When use with regularized updater, we need compute the regVal and regGradient (the gradient of regularized part in the cost function), and in the currently updater design, we can compute those two values by the following way.
Let's review how updater works when returning newWeights given the input parameters.
w' = w - thisIterStepSize * (gradient + regGradient(w)) Note that regGradient is function of w!
If we set gradient = 0, thisIterStepSize = 1, then
regGradient(w) = w - w'
As a result, for regVal, it can be computed by
val regVal = updater.compute(
weights,
new DoubleMatrix(initialWeights.length, 1), 0, 1, regParam)._2
and for regGradient, it can be obtained by
val regGradient = weights.sub(
updater.compute(weights, new DoubleMatrix(initialWeights.length, 1), 1, 1, regParam)._1)

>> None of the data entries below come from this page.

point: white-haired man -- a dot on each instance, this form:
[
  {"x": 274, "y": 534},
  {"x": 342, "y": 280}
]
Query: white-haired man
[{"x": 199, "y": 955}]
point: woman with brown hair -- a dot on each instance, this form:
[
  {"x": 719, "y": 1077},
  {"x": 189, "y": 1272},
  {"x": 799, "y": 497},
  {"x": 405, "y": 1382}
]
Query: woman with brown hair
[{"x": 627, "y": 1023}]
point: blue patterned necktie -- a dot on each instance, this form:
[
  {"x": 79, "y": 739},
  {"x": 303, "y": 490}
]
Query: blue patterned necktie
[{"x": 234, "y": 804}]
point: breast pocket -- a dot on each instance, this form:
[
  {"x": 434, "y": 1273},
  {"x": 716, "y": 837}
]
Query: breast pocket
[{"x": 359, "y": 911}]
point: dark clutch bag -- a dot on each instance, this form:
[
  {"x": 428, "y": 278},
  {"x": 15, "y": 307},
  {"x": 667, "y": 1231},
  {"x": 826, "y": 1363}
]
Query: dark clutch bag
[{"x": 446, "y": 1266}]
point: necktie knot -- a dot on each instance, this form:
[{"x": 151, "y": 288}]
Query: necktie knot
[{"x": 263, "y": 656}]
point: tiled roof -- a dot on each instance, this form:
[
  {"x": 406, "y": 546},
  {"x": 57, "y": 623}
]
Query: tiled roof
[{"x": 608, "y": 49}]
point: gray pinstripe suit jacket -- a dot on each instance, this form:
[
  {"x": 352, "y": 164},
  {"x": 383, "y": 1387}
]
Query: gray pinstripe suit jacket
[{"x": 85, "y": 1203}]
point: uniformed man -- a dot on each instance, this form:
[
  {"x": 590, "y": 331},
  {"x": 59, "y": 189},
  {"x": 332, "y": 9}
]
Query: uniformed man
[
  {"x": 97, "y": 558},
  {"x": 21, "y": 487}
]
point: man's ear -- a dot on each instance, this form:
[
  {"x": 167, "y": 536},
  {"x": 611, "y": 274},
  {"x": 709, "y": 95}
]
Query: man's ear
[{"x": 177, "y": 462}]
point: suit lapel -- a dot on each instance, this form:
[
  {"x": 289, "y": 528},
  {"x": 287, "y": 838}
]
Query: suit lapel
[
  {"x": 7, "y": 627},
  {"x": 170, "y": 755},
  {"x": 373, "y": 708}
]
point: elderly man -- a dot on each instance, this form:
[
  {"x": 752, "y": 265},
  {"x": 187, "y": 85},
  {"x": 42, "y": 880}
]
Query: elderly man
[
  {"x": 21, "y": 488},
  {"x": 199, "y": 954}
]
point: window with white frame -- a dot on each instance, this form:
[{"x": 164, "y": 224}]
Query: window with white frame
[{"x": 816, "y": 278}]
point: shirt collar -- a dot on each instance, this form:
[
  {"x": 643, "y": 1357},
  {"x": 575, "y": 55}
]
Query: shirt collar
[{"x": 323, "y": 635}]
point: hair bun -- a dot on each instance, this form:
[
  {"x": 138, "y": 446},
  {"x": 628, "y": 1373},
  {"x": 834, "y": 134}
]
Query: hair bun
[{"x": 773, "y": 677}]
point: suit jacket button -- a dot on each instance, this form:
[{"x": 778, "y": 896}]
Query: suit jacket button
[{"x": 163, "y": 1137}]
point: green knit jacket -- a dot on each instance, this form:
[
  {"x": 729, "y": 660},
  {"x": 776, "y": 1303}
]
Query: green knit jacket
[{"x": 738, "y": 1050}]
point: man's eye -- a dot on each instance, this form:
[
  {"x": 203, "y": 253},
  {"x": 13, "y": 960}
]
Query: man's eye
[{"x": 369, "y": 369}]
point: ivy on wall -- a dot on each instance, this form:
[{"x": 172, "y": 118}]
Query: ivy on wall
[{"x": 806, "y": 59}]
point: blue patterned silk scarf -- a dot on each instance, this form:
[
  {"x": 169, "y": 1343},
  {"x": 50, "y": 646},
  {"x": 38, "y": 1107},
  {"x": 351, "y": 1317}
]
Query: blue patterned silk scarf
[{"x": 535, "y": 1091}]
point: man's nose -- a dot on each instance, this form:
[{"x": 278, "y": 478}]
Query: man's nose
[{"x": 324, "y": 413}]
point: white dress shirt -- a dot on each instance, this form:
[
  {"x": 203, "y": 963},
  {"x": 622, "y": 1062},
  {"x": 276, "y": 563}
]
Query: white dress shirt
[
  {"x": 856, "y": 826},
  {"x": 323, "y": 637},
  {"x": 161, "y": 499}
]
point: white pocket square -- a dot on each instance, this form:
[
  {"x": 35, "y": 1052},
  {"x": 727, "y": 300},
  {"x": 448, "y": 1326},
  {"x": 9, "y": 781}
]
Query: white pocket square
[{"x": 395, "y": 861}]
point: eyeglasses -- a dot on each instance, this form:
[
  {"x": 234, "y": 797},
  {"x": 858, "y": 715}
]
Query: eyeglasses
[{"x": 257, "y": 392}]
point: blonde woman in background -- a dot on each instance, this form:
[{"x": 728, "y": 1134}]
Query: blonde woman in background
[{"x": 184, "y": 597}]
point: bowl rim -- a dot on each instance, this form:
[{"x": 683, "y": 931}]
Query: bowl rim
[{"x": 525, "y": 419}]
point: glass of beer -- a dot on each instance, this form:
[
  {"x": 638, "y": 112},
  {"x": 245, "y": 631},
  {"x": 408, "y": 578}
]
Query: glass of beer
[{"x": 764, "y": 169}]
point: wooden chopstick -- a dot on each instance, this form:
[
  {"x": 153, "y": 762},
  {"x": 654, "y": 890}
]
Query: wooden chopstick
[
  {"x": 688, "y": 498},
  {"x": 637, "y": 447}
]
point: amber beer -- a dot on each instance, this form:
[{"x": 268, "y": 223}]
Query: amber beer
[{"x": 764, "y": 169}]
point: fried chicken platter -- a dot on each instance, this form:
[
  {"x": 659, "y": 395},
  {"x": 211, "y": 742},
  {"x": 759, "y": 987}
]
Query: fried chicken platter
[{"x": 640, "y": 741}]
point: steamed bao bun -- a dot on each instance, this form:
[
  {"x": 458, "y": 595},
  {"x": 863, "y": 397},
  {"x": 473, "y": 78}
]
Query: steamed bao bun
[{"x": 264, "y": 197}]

The PR includes the tests which compare the result with SGD with/without regularization.
We did a comparison between LBFGS and SGD, and often we saw 10x less
steps in LBFGS while the cost of per step is the same (just computing
the gradient).
The following is the paper by Prof. Ng at Stanford comparing different
optimizers including LBFGS and SGD. They use them in the context of
deep learning, but worth as reference.
http://cs.stanford.edu/~jngiam/papers/LeNgiamCoatesLahiriProchnowNg2011.pdf
Author: DB Tsai <dbtsai@alpinenow.com>
Closes #353 from dbtsai/dbtsai-LBFGS and squashes the following commits:
984b18e [DB Tsai] L-BFGS Optimizer based on Breeze's implementation. Also fixed indentation issue in GradientDescent optimizer.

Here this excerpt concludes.